Total population | |
---|---|
85,175 (2000 American Community Survey) |
|
Languages | |
American English • Italian • Sicilian | |
Religion | |
predominantly Roman Catholic | |
Related ethnic groups | |
Italian Americans • Italians • Italian Canadians • Italian Australians • Maltese Americans |
Sicilian Americans (Italian: Siculoamericani; Sicilian: Siculu-miricani) are Americans of Sicilian birth or ancestry. They are one of the largest and most prominent Italian American groups in the United States. Sicilian Americans are a subset of Italian Americans often considered a separate group due to cultural and historical differences.
The first Sicilians arrived in what is now the United States in the seventeenth century as explorers and missionaries. Sicilian emigration to the US then grew substantially in the period starting in the 1880s and in 1906 as many as a 100,000 Sicilians emigrated to the US. The Emergency Quota Act, and the subsequent discriminatory Immigration Act of 1924 effectively ended immigration from Southern Europe. This period saw political and economic shifts in Sicily that made emigration desirable. A great portion of the Sicilian immigrants would settle in New York City, New Haven, Buffalo, Rochester, Tampa, Pittsburgh, Chicago, Boston, Detroit, Philadelphia, Los Angeles, San Francisco, New Orleans and Milwaukee.

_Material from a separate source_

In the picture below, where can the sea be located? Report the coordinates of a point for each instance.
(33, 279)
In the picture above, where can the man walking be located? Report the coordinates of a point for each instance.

Elements of Sicilian culture came with them, such as theatre and music. Giovanni De Rosalia was a noted Sicilian American playwright in the early period and farce was popular in several Sicilian dominated theatres. In music Sicilian Americans would be linked, to some extent, to jazz. Many of the more popular cities for Sicilian immigrants, like New Orleans or Chicago, are pivotal in the history of jazz. In Chicago the predominantly Sicilian neighborhood was called "Little Sicily" and in New Orleans it was "Little Palermo." One of the earliest, and among the most controversial, figures in jazz was Nick LaRocca, who was of Sicilian heritage. Modern Sicilian American jazz artists include Bobby Militello and Chuck Mangione.